Now, let’s create an example dataset and generate some embeddings:

# Sample documents
documents = [
    "Foxes are great night-time predators",
    "Foxes can make over 40 different sounds",
    "Foxes make use of the earth's magnetic field to hunt",
    "Baby foxes are unable to see, walk or thermoregulate when they are born",
]

for doc in documents:
    # Generate embedding using OpenAI
    response = client.embeddings.create(input=doc, model="text-embedding-ada-002")
    embedding = response.data[0].embedding

    # Insert document + embedding into the database
    cur.execute("INSERT INTO documents (content, embedding) VALUES (%s, %s);", (doc, embedding))
    conn.commit()

Leveraging pgvector

Now that we have our environment set up and data stored, let’s explore how we can use pgvector in our AI applications.

  1. Indexing: Let’s start by creating an index on the embedding column to speed up similarity searches:
cur.execute("CREATE INDEX ON documents USING ivfflat (embedding vector_l2_ops);")
conn.commit()
  1. Similarity Search: When a query comes in, let’s generate an embedding for the query and use pgvector’s similarity search capabilities to find the nearest row in your database:
def find_similar_document(query):
    # Generate embedding for the query
    response = client.embeddings.create(input=query, model="text-embedding-ada-002")
    query_embedding = response.data[0].embedding

    # Perform similarity search
    cur.execute("""
    SELECT content, embedding <-> %s::vector AS distance
    FROM documents
    ORDER BY distance
    LIMIT 1;
    """, (query_embedding,))

    return cur.fetchone()

# Example usage
similar_doc = find_similar_document("I was wondering, how many sounds can foxes make?")
if similar_doc:
    doc, distance = similar_doc
    print(f"Distance: {distance:.4f}, Content: {doc}")
else:
    print("No similar document found.")

This function will return the most similar document to the given query, along with its distance score.

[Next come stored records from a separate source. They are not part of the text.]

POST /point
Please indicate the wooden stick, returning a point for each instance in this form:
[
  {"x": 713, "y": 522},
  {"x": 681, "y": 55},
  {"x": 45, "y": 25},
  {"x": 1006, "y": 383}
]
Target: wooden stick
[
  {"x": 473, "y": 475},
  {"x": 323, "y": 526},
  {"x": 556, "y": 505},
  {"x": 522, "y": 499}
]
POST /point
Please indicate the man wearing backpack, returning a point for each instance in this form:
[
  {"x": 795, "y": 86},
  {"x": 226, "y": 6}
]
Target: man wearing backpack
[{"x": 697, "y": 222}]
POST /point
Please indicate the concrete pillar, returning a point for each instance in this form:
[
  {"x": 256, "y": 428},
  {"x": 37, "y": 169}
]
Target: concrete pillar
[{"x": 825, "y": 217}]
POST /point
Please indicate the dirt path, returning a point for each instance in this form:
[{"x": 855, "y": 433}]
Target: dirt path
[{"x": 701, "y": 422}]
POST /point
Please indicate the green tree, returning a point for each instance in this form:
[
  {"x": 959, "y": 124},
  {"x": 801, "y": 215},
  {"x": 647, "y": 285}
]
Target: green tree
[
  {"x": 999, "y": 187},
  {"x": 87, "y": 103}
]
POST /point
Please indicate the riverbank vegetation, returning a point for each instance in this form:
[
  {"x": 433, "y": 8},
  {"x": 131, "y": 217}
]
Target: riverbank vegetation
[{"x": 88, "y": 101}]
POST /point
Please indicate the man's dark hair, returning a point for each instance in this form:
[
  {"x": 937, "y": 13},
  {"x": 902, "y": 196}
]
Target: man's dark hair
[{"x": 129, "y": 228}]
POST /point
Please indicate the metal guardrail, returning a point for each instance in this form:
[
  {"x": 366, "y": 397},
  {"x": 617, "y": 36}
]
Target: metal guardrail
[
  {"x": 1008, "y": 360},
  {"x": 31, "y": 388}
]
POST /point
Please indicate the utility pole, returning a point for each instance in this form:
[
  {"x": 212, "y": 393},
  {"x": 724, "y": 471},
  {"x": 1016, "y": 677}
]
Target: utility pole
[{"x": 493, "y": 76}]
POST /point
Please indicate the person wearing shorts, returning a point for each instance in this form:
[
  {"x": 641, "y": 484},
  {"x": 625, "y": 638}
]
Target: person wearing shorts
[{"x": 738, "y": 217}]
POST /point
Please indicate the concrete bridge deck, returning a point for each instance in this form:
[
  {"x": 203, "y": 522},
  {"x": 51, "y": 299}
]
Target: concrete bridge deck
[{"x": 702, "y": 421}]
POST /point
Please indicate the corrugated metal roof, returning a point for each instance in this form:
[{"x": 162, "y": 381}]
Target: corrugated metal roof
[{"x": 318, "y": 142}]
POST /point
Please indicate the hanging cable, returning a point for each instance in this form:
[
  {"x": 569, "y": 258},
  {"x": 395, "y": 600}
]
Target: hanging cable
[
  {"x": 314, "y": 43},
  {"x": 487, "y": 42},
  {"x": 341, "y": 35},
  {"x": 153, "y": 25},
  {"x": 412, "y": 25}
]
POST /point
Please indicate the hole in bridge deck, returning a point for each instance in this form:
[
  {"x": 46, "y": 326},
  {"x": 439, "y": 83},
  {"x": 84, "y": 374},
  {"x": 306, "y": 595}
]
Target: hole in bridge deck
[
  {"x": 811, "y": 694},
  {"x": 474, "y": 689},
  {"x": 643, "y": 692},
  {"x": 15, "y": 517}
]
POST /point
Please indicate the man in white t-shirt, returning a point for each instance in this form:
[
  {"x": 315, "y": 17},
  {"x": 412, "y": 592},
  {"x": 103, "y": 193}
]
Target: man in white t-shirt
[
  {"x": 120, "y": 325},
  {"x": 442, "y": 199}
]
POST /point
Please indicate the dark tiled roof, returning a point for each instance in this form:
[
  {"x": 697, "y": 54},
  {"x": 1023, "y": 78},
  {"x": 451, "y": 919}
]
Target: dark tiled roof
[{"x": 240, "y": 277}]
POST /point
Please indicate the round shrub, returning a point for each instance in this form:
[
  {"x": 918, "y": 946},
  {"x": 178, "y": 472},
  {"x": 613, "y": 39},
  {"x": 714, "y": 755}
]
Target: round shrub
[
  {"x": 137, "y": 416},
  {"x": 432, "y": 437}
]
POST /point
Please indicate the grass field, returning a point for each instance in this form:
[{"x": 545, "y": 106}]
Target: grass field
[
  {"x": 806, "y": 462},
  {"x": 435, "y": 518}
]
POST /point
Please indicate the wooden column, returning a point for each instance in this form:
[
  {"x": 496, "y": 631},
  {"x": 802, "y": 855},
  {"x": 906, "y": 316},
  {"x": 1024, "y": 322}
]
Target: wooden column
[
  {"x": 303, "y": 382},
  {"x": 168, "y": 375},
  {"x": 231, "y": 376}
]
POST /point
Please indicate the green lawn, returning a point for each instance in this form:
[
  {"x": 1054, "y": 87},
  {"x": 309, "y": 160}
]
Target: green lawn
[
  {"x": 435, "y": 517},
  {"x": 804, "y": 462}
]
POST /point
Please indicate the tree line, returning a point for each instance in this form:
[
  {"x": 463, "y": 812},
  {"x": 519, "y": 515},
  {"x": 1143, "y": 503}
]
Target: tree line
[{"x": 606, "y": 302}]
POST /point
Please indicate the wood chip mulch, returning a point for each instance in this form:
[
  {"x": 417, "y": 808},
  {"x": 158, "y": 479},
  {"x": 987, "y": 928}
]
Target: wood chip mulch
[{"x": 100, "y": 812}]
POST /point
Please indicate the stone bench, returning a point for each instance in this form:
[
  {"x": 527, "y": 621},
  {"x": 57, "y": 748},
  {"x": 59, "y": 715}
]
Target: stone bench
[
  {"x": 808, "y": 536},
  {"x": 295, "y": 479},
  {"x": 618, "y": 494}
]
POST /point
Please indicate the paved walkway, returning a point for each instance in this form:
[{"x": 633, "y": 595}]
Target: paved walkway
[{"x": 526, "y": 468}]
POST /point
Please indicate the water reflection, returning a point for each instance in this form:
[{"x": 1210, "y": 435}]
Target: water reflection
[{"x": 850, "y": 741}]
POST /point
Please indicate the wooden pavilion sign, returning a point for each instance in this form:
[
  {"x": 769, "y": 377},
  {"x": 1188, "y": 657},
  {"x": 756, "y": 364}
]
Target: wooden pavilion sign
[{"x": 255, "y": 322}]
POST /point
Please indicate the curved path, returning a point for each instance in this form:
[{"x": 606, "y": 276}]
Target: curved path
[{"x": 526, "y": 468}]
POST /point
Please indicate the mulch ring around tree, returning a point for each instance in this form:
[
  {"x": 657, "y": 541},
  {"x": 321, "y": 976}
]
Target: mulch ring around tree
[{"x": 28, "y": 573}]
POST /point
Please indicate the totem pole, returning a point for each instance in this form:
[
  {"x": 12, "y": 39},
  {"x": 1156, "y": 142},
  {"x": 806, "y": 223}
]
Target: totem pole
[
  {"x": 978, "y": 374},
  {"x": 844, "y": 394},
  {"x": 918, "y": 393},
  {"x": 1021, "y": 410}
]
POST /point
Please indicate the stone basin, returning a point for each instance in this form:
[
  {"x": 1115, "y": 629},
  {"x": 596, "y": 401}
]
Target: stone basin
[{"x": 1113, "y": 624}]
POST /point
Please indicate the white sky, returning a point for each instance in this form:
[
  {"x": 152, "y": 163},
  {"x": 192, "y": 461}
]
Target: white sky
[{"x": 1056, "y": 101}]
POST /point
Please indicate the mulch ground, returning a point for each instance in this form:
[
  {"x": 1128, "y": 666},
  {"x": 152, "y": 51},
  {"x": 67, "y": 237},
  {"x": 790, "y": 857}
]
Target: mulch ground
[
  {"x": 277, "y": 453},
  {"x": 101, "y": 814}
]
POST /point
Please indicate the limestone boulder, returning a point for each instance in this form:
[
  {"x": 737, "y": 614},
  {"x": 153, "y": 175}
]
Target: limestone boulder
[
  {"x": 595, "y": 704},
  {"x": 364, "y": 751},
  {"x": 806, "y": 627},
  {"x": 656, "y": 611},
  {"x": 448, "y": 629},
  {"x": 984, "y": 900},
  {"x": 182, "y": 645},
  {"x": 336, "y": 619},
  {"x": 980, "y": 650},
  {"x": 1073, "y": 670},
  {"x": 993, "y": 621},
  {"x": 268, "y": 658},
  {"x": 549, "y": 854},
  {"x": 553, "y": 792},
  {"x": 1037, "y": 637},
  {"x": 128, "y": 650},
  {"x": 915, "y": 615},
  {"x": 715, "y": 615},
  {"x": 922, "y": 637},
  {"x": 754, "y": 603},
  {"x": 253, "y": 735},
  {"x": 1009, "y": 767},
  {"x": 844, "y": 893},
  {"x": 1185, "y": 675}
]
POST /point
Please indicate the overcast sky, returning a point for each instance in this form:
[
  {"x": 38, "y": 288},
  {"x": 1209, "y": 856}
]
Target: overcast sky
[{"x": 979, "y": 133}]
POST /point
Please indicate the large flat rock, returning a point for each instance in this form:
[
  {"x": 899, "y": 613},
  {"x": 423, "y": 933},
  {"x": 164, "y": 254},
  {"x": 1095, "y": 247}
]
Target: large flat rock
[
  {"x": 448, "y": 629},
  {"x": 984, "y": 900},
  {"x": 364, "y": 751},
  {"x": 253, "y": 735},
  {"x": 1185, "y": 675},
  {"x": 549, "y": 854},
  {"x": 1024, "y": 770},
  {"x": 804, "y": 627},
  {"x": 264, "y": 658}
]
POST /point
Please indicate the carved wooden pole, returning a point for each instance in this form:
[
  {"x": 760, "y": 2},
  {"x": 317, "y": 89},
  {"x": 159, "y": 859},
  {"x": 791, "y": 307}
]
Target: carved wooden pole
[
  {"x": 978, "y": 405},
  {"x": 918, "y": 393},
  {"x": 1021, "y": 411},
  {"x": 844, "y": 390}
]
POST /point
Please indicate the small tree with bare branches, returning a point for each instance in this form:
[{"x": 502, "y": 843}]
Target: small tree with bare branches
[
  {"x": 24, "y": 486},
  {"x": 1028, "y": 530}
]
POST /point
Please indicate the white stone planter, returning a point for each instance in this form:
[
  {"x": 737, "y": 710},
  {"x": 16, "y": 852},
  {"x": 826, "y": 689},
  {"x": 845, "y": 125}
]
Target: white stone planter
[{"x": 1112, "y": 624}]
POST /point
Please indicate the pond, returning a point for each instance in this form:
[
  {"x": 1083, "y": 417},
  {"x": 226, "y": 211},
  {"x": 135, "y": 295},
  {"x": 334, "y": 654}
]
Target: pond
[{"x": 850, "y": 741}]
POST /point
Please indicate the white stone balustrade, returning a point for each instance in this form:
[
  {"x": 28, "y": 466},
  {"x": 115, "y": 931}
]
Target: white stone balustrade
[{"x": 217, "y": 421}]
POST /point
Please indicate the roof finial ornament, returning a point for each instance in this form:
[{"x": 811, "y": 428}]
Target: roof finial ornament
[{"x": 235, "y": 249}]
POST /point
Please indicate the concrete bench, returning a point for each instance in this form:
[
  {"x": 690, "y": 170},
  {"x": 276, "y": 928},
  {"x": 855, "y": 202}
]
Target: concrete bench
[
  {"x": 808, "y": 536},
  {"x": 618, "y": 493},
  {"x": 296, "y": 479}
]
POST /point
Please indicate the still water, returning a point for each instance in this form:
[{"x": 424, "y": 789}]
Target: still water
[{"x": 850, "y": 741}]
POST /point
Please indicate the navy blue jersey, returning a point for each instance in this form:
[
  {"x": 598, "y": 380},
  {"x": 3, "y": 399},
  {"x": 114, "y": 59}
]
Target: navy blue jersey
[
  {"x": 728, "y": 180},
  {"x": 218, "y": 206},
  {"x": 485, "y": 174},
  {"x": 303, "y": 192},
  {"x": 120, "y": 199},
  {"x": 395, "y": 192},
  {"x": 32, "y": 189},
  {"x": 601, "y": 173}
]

For example, performing a vector similarity search with the string:

I was wondering, how many sounds can foxes make?

Yields:

Distance: 0.4075, Content: Foxes can make over 40 different sounds

Wrapping Up

And that’s really it! As your projects grow, you can effortlessly manage millions of vectors while maintaining swift query times, thanks to Postgres and pgvector’s efficient indexing. Whether you’re developing a cutting-edge recommendation system or diving into novel AI applications, this combination offers a flexible and powerful platform to realize your ideas.